What will be covered in this packet

This packet will introduce and define the following topics:

  • Sampling Frame
  • Sampling Design
  • Judgment Samples
  • Probability Samples
  • Random Samples
  • Systematic Samples
  • Cluster Samples
  • Stratified Samples

There are also examples of each located after the powerpoint, and scenarios which will ask you which sampling method is most appropriate.

Source: Greene

Sampling Frame and Related Terminology Definitions

This power point discusses and defines all the new terms for this packet, along with giving examples of each.

Source: Greene

Sampling Examples

Here are some scenarios for you to see how well you can identify which sampling design are appropriate. Solutions are posted below.

 

We are looking at how students get to school in high school. We choose one school to take our sample from. There are four grades in high school (freshman, sophomore, junior, and senior). We would like roughly 100 students for our sample. Which sampling method(s) would be appropriate, and how would you execute it(them)?

 

A land surveyor is interested in species of animals at a state park. The park is naturally split up into five areas, all of which are very similar in size and landscape.  Which sampling method(s) would be appropriate, and how would you execute it(them)?

 

A CEO of a large company would like to sample some of his employees and see how much they like working for him. He has a list of all employees, and they are numbered 1-1000. He would like 25 employees for his sample.  Which sampling method(s) would be appropriate, and how would you execute it(them)?

Source: Greene

Sampling Examples Solutions

We are looking at how students get to school in high school. We choose one school to take our sample from. There are four grades in high school (freshman, sophomore, junior, and senior). We would like roughly 100 students for our sample. Which sampling method(s) would be appropriate, and how would you execute it(them)?

 Since there will be a big difference between how freshman and seniors get to school (seniors will have cars, freshman will most likely take the bus), it would be appropriate to get some students from each grade. In this case, a stratified sample would be appropriate. The four grades would be our stratas, and since we need 100 students, we could randomly sample 25 students from each grade to comprise our 100 students.

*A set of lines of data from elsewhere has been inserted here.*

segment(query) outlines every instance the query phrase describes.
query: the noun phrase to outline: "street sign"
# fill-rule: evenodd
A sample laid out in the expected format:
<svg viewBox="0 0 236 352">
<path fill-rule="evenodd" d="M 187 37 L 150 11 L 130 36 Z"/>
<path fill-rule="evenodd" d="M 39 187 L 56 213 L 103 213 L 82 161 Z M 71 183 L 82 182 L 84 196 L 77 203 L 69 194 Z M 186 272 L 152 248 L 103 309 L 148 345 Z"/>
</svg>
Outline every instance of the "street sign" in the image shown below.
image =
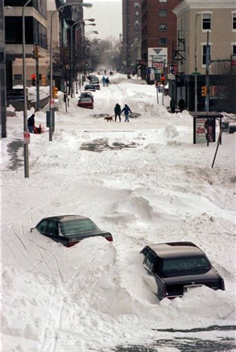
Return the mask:
<svg viewBox="0 0 236 352">
<path fill-rule="evenodd" d="M 29 144 L 30 143 L 30 133 L 28 131 L 24 132 L 24 144 Z"/>
<path fill-rule="evenodd" d="M 202 74 L 201 73 L 200 73 L 200 72 L 198 72 L 197 71 L 196 71 L 194 72 L 192 72 L 191 74 L 191 76 L 201 76 L 201 74 Z"/>
<path fill-rule="evenodd" d="M 7 89 L 6 100 L 7 102 L 23 102 L 23 89 Z"/>
</svg>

A land surveyor is interested in species of animals at a state park. The park is naturally split up into five areas, all of which are very similar in size and landscape.  Which sampling method(s) would be appropriate, and how would you execute it(them)?

The key here is that all five areas are very similar. In reality, if we can only go to one or two areas instead of all areas in our sampling frame, we will save a lot of time and money. This would call for a cluster sample. The five areas are our clusters, and since they are similar, going to one will be representative of going to all five. We will randomly select one cluster and sample all species in that cluster.

A CEO of a large company would like to sample some of his employees and see how much they like working for him. He has a list of all employees, and they are numbered 1-1000. He would like 25 employees for his sample.  Which sampling method(s) would be appropriate, and how would you execute it(them)?

Since we already have a list of people, and they are in numerical order, either a simple random sample or systematic random sample would be appropriate.

For a simple random sample, we could simply generate 25 random numbers between 1 and 1000, and use those employees in our sample.

For a systematic sample, we would take our population size divided by our sample size. Our population is the 1000 employees, and the desired sample size is 25. So 1000/25 = 40. This is our m. Next, we will randomly select a number between 1 and 25. Suppose we get 12. We would then sample the 12th employee on the list, then the 12+40 = 52nd employee, then the 12+2(40) = 92nd employee, and so on until we have all 25 employees. All the numbers for the sample chosen in this way are listed below:

 1    2   3      4       5       6        7      8     9       10     11   12     13    14    15    16     17     18    19    20     21    22    23    24    25

12  52  92  132  172  212  252  292  332  372  412  452  492  532  572  612  652  692  732  772  812  852  892  932  972.